Video Accessories Misc
- Written by John E. Johnson, Jr.
- Published on 01 September 2008
Sony PMW-EX1 Features
So, let's take a look at the camera itself.
Beginning with the left side, on the front you can see the microphones at the top, and the lens shade with a sliding lever that covers or uncovers the lens. To the rear of the lens is a ring (AF/MF) for use when you want to manually focus rather than auto-focus. It basically disengages the focus motor so you aren't working against it. You can see the manual focus distance indicator (labeled with distance markings), then the manual zoom ring (5.8-81.2), then some sliders for manual/auto control of the iris (f/1.9-f/16) and focus.
Next comes the ND filter switch. The sensors in prosumer and professional video cameras are much more sensitive than in the mass market models, so they usually have ND (Neutral Density) filters that can be slid into place if there is too much light (a bright sunny day). You can also use them to reduce light in order to have a larger aperture and reduce the depth of field.

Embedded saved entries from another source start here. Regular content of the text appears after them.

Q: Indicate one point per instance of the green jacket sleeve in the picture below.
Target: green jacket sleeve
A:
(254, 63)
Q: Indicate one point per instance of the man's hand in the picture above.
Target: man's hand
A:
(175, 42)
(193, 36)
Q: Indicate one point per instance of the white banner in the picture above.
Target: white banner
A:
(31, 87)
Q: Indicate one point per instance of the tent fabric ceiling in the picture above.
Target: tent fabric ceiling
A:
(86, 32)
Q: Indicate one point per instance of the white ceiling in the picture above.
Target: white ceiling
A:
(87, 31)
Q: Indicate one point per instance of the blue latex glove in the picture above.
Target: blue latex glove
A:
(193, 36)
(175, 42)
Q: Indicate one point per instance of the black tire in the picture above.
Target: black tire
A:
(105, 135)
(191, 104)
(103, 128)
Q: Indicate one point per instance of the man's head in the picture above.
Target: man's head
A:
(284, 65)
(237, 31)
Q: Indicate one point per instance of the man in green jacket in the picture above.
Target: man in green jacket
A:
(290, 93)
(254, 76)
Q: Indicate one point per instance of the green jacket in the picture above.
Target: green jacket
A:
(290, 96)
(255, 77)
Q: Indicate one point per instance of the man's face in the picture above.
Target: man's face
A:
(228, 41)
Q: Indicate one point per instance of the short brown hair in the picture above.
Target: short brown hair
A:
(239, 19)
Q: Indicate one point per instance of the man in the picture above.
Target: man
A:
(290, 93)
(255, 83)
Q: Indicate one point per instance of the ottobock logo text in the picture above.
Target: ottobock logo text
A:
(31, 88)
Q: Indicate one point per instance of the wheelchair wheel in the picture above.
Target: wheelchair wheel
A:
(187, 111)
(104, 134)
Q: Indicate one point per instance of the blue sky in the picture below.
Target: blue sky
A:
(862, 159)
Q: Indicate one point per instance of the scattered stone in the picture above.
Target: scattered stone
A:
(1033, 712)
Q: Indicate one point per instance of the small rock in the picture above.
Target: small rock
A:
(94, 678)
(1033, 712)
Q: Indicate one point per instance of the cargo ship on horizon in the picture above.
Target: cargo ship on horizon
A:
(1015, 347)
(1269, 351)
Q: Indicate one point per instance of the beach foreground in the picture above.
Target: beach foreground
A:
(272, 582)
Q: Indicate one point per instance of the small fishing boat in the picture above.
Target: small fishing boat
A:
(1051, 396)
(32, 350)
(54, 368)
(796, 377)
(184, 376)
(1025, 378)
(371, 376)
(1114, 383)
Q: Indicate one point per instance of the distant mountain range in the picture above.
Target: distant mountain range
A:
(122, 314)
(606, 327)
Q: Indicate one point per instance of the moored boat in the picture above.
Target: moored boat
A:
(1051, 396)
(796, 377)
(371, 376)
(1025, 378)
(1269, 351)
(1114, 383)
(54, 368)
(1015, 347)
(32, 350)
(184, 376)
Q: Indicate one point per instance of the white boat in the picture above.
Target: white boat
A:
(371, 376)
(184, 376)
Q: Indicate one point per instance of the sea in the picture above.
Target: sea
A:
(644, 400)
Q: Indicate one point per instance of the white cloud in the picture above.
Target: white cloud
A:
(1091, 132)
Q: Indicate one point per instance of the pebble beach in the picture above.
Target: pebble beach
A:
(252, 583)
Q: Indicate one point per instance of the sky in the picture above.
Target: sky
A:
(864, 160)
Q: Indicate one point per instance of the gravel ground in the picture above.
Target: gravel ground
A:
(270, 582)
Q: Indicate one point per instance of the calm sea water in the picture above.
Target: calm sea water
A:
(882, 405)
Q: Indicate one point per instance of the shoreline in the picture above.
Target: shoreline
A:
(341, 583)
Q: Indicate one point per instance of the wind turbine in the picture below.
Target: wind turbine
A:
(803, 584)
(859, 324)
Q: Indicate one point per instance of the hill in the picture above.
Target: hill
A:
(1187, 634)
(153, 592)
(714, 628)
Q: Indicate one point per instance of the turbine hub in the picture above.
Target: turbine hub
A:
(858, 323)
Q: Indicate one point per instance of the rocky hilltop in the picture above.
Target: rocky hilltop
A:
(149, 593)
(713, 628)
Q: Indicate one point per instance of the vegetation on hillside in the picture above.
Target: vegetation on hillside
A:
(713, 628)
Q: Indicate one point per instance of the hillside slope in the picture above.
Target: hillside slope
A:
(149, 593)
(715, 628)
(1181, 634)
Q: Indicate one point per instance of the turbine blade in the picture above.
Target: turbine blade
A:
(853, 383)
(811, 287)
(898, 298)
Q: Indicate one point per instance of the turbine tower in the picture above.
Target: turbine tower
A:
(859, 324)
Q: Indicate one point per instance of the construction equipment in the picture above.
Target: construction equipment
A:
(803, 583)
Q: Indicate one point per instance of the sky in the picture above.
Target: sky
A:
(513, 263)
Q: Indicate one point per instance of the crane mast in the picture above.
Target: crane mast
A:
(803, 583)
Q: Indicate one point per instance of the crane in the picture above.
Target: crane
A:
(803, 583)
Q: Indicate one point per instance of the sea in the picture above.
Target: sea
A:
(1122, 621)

This makes the background appear out of focus.
On the main body of the camera are buttons for setting the gain (in a darkened environment, you could turn up the gain, but of course, this increases the video noise), and for displaying different information such as white peaking.
To the rear is the access door for inserting the SxS Pro ExpressCard Flash memory cards.
The top of the camera is shown below.
Just behind the microphones are controls that look very much like a VCR. These are for reviewing clips to make sure you got what you wanted. There is also a control for the zoom lens, and a record button. You can control the zoom on the right side of the camera as well, when using the hand strap. These controls are shown in more detail in the second photo.
Here is the rear panel. The battery is mounted at the bottom. The main power on/off switch is at the top right. It is used to put the camera into a record mode (Camera) or playback mode (Media). You can also choose internal or external microphone support here.
Near the built-in microphones, there is a pair of XLR external microphone inputs that can supply +48V phantom power.
There are several ways to interface the camera with your computer or other displays. One is SDI, which is the port covered with a round rubber plug, seen at the left (SDI OUT). Besides Firewire, you can also access the camera via USB 2.0, which is underneath a flap beneath the hand strap. I found this to be a little inconvenient as the hand strap made it difficult to get the USB plug into the jack.
The remote control is compact and has all necessary features, including the ability to make the camera refocus if the subject changes positions.